Leaders, according to Francis, "need to be inclusive, listen to participants and acknowledge their thoughts and ideas. I had a boss once that belittled everything I said publicly. He then stole all my ideas and took credit for my work to move up. This was a totally backhanded confidence builder for me.” Leaders should work to make sure people feel valued and heard. Effective leaders make sure everyone has an opportunity to speak. If they see someone is trying to speak, but get interrupted, bring it back to them. Personally, I am adding this to my toolkit."
Should You Have Team-Centric Goals?
CIOs had different opinions on team-centric goals. Some are considering this approach and felt it was a great idea — in theory. But Young said, “all employees should have goals regarding behaviors that support team effectiveness and growth.” Haines added, “the OKR process helps take care of this.”

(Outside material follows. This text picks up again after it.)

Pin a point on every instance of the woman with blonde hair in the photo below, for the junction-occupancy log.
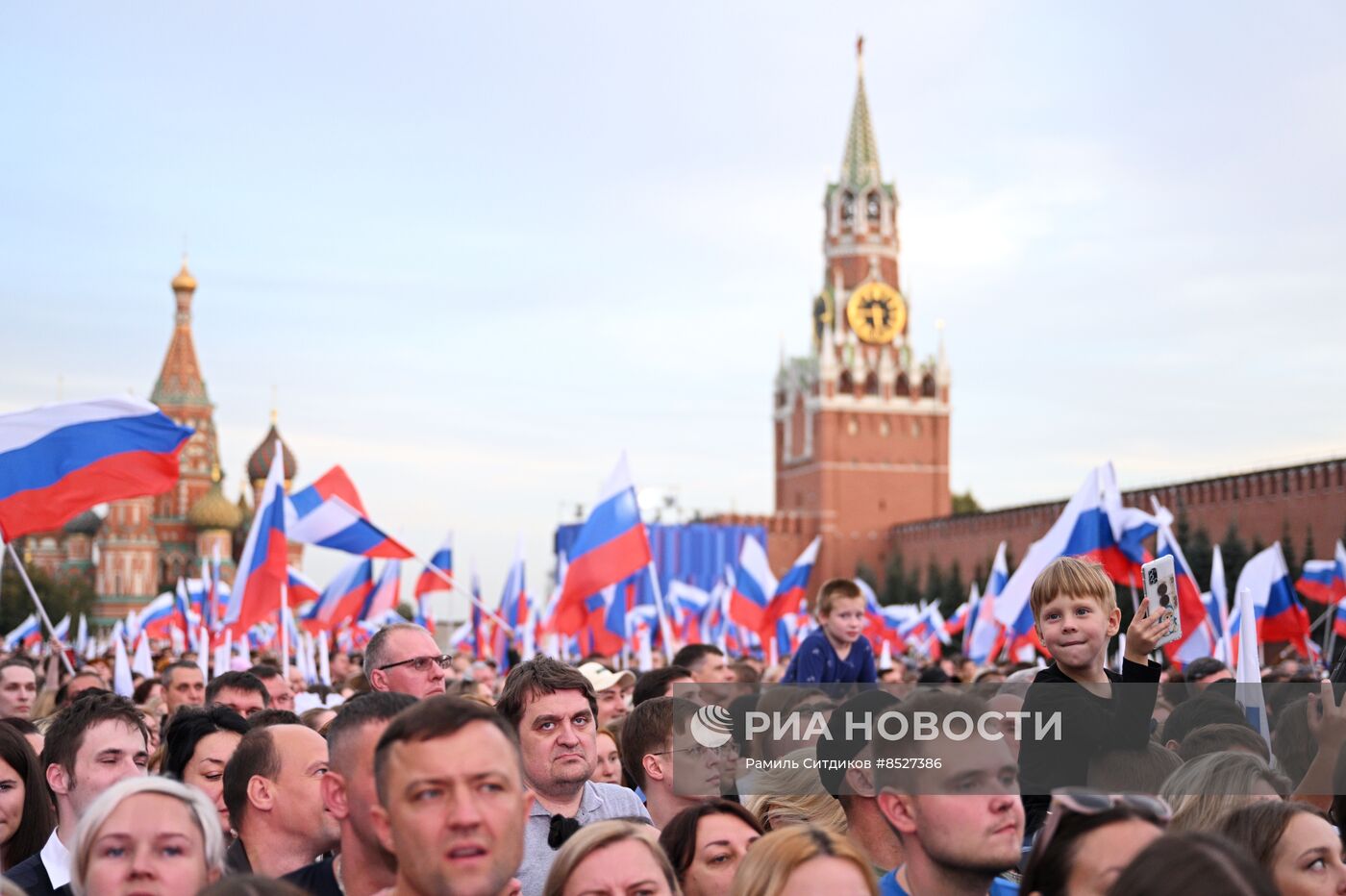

Sacolick goes further and suggested that, “CIOs define team-centric goals around delivering business impact and meeting acceptance criteria, principles and standards that create guard rails on how work is done, individual goals should be tied to learning, development, behaviors, and leadership.” Pitt agreed, saying, “I have always found having and assessing team goals to be a helpful part of individual appraisal and the organization.” This includes for her “how are you contributing to defined IT strategic goals, DEI goals, and overall organizational positivity.”
How Should CIOs Measure Themselves?
When I was at HP Software, I created an IT-balanced scorecard product for CIOs. One quadrant measured how well IT was learning and growing. CIOs said they would include improvements in the following areas on their scorecards:
- Meeting of DEI target goals.
- Employee satisfaction.
- Employee turnover.
- Employee engagement.
- Results from learning objectives.
Francis said, “after a year of being socially-distanced, aside from the traditional statistics, do we still enjoy each other? Is there camaraderie woven into our hard work and execution? I saw that yesterday and it made my heart smile. That’s enough for now. I always fear that some might not recognize why the fit feels right for mirror-image candidates.” Francis continued by saying, “being team-centric and instilling that in my teams is one of my individual goals — it’s also my biggest superpower as well.”
Without a question, this has been a challenging year for all leaders. Now is when we can hopefully start to grow again and build the team and its ability work together. As Tom Peters wrote in “In Search of Excellence,” our teams consist of people “waiting for motivation.” It is time for CIOs to lead again and this starts by selecting, building and motivating their teams.